A new artificial intelligence system has developed computer-animated stuntmen that could make action movies cooler than ever. Researchers at University of California, Berkeley have developed a system capable of recreating some of the slickest moves in martial arts, with the potential to replace real-life human actors.
UC Berkeley graduate student Xue Bin ‘Jason’ Peng says the technology results in movements that are tough to separate from those of humans.
“This is actually a pretty big leap from what has been done with deep learning and animation,” Peng said in a statement released with his research that was presented at the 2018 SIGGRAPH conference in August in Vancouver, Canada in August. “In the past, a lot of work has gone into simulating natural motions, but these physics-based methods tend to be very specialized; they’re not general methods that can handle a large variety of skills.
“If you compare our results to motion-capture recorded from humans, we are getting to the point where it is pretty difficult to distinguish the two, to tell what is simulation and what is real. We’re moving toward a virtual stuntman.”
The team used deep reinforcement learning techniques to teach the system how to move. It took motion capture data from real life performances, fed them into the system and set it to practice the moves in a simulation for the equivalent of a whole month, training 24 hours per day. DeepMimic learned 25 different moves like kicking and backflips, comparing its results each time to see how close it came to the original mocap data.
Unlike other systems that may have tried and failed repeatedly, DeepMimic broke down the move into steps so if it failed at one point, it could analyze its performance and tweak at the right moment accordingly.

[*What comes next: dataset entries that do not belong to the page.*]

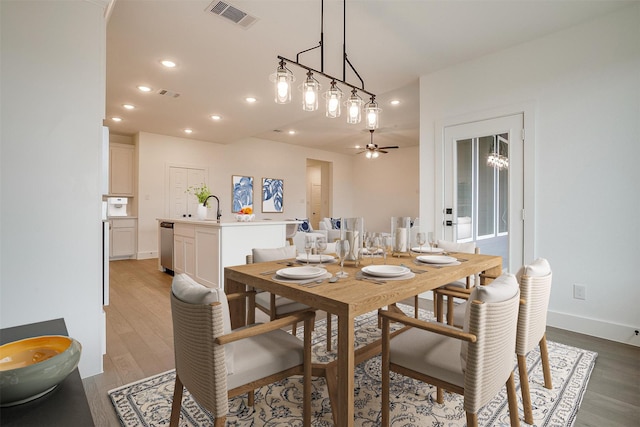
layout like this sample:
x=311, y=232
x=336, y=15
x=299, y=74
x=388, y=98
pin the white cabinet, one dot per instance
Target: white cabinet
x=197, y=252
x=207, y=256
x=122, y=237
x=121, y=169
x=184, y=251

“As these techniques progress, I think they will start to play a larger and larger role in movies,” Peng tells Inverse. “However since movies are generally not interactive, these simulation techniques might have more immediate impact on games and VR.

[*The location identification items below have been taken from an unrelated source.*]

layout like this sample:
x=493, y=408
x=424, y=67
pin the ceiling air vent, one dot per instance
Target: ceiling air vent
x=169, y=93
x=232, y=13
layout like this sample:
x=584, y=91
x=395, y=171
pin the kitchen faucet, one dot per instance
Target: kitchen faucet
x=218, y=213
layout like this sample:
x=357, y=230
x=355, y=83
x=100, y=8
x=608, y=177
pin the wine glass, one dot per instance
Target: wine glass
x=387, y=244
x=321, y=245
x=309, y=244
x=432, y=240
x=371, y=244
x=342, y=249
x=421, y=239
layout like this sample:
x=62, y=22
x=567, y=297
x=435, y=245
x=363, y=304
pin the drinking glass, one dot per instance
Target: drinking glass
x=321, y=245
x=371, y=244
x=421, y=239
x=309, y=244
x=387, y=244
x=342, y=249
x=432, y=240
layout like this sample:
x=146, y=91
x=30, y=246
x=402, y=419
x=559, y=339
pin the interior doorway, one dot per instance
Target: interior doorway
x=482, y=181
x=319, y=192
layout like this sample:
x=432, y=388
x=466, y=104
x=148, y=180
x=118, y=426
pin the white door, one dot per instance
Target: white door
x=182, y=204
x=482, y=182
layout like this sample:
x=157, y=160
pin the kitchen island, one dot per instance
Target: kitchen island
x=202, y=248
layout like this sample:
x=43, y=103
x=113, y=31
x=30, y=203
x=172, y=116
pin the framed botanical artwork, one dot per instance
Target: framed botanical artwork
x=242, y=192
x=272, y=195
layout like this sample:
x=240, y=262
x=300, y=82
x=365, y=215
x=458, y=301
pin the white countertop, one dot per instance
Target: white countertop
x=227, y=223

“In fact, simulated character trained using [reinforcement learning] are already finding their way to games. Indie games could be a very nice testing ground for these ideas. But it might take a while longer before they are ready for AAA titles, since working with simulated characters do require a pretty drastic shift from traditional development pipelines.”
Game developers are starting to experiment with these tools. One developer managed to use DeepMimic inside the Unity game engine:
Peng is hopeful that releasing the code will speed up its adoption. He also notes that the team has “been speaking to a number of game developers and animation studios about possible applications of this work, though I can’t go into too much details about that yet.”
Machines regularly struggle with complex moves, as demonstrated by the robots playing soccer that softly tumble across the grass instead of completing any high-octane moves. There are signs of progress, as A.I. gets to grips with the complexities of real-world movements and start to correct themselves more like humans.
Perhaps DeepMimic could one day learn a new move in seconds, similar to how Neo learns kung fu in The Matrix.
Read the abstract below.
A longstanding goal in character animation is to combine data-driven specification of behavior with a system that can execute a similar behavior in a physical simulation, thus enabling realistic responses to perturbations and environmental variation. We show that well-known reinforcement learning (RL) methods can be adapted to learn robust control policies capable of imitating a broad range of example motion clips, while also learning complex recoveries, adapting to changes in morphology, and accomplishing user-specified goals. Our method handles keyframed motions, highly-dynamic actions such as motion-captured flips and spins, and retargeted motions. By combining a motion-imitation objective with a task objective, we can train characters that react intelligently in interactive settings, e.g., by walking in a desired direction or throwing a ball at a user-specified target. This approach thus combines the convenience and motion quality of using motion clips to define the desired style and appearance, with the flexibility and generality afforded by RL methods and physics-based animation. We further explore a number of methods for integrating multiple clips into the learning process to develop multi-skilled agents capable of performing a rich repertoire of diverse skills. We demonstrate results using multiple characters (human, Atlas robot, bipedal dinosaur, dragon) and a large variety of skills, including locomotion, acrobatics, and martial arts.